Example 2 - Making Bob Smaller (sorry Bob)

In this example we'll have Request 1 do something different. Instead of increasing Adam's height from 68 inches to 74 inches, it will reduce Bob's height from 73 inches to 65 inches. Once again, what does getTallPeople()

  • Request 1, put()
  • Request 2, getTallPeople()
  • Request 1, put()-->commit()
  • Request 1, put()-->commit()-->Milestone A
  • Request 1, put()-->commit()-->Milestone B

In this scenario getTallPeople() will return only Bob. Why? Because the update to Bob that decreases his height has not yet been committed, so the change is not yet visible to the query we issue in Request 2.

Now suppose it looks like this:

  • Request 1, put()
  • Request 1, put()-->commit()
  • Request 1, put()-->commit()-->Milestone A
  • Request 1, put()-->commit()-->Milestone B
  • Request 2, getTallPeople()

In this scenario getTallPeople() will return no one. Why? Because the update to Bob that decreases his height has been committed by the time we issue our query in Request 2.

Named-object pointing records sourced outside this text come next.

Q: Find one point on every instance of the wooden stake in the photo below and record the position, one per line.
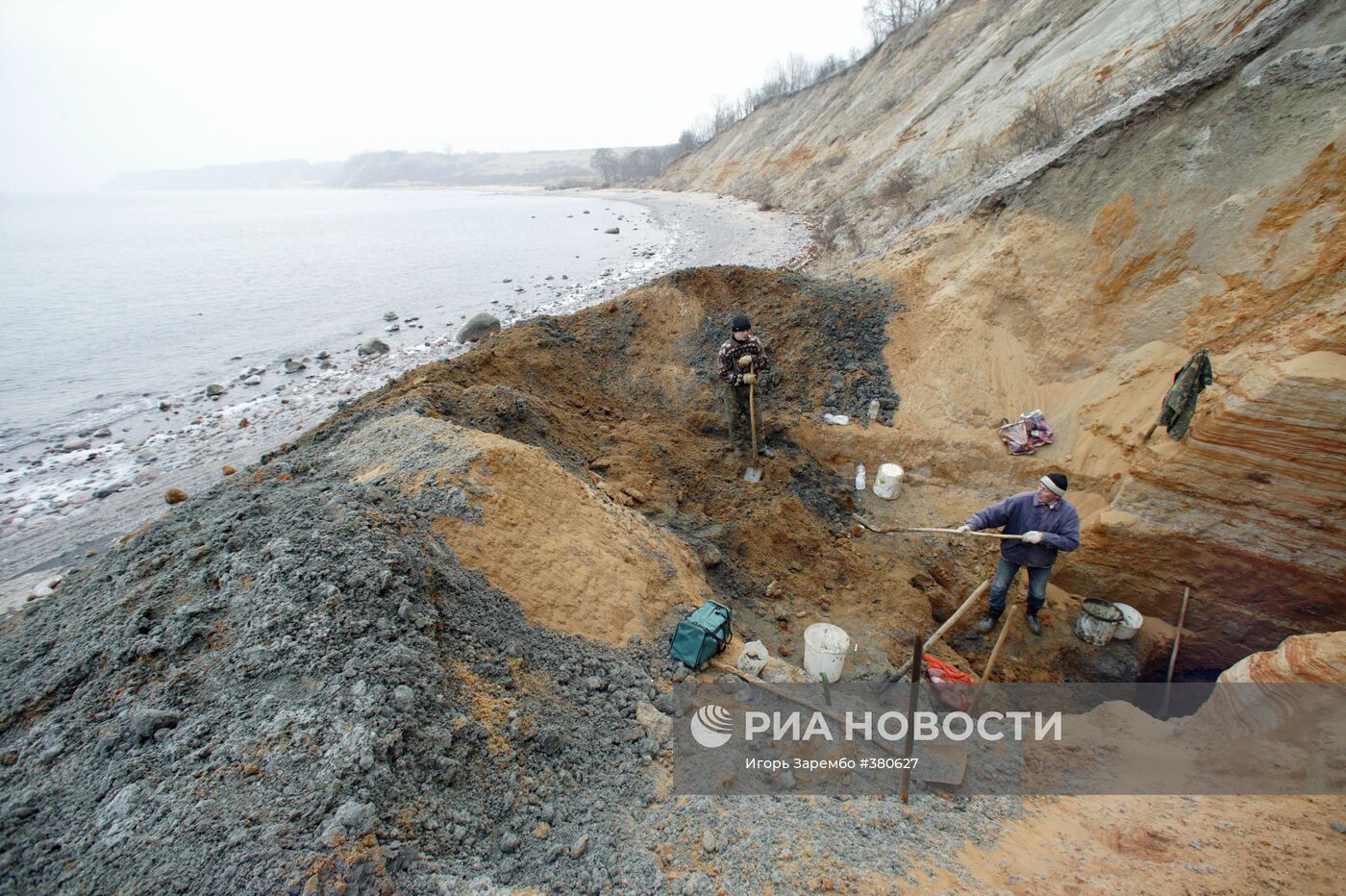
(917, 646)
(1173, 659)
(995, 652)
(948, 623)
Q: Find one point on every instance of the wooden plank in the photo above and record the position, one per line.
(917, 645)
(1173, 659)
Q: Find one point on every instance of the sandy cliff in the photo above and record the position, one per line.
(1191, 202)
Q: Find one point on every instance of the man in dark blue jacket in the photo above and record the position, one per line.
(1047, 524)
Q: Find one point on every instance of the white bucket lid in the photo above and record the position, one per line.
(828, 638)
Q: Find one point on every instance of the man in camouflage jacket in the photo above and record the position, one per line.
(736, 380)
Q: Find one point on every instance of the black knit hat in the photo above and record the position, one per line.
(1056, 484)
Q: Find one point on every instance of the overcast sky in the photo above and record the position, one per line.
(93, 87)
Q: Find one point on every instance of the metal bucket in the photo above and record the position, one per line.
(1097, 622)
(1131, 622)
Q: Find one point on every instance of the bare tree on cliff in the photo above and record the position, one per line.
(606, 163)
(885, 16)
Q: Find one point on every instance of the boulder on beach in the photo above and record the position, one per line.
(480, 327)
(373, 347)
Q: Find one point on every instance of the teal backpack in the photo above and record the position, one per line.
(702, 635)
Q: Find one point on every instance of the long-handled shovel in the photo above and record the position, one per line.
(928, 529)
(753, 472)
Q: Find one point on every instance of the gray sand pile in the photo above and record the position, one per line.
(289, 678)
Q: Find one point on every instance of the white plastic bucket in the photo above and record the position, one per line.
(824, 652)
(1130, 625)
(888, 482)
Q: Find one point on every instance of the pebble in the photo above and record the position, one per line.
(581, 846)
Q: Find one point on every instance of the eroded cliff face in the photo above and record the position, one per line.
(1202, 209)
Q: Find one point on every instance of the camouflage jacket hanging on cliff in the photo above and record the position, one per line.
(733, 350)
(1181, 401)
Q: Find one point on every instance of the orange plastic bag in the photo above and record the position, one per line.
(952, 686)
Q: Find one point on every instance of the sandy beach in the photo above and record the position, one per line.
(78, 501)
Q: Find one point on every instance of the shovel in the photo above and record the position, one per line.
(751, 474)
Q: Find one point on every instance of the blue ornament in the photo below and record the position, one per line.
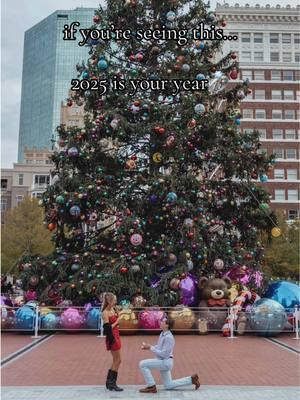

Now suppose it looks like this:

  • Request 1, put()
  • Request 1, put()-->commit()
  • Request 1, put()-->commit()-->Milestone A
  • Request 2, getTallPeople()
  • Request 1, put()-->commit()-->Milestone B

In this scenario the query executes before Milestone B, so the updates to the Person indices have not yet been applied. As a result, getTallPeople() still returns Bob, but the height property of the Person entity that comes back is the updated value: 65. This is an example of a result set that includes an entity whose properties fail to satisfy the query predicate.

Conclusion

As you can see from the above examples, the transaction isolation level of the Google App Engine Datastore is pretty close to Read Committed. There are of course meaningful differences, but now that you understand these differences and the reasons behind them you should be in a better position to make intelligent, datastore-related design decisions in your applications.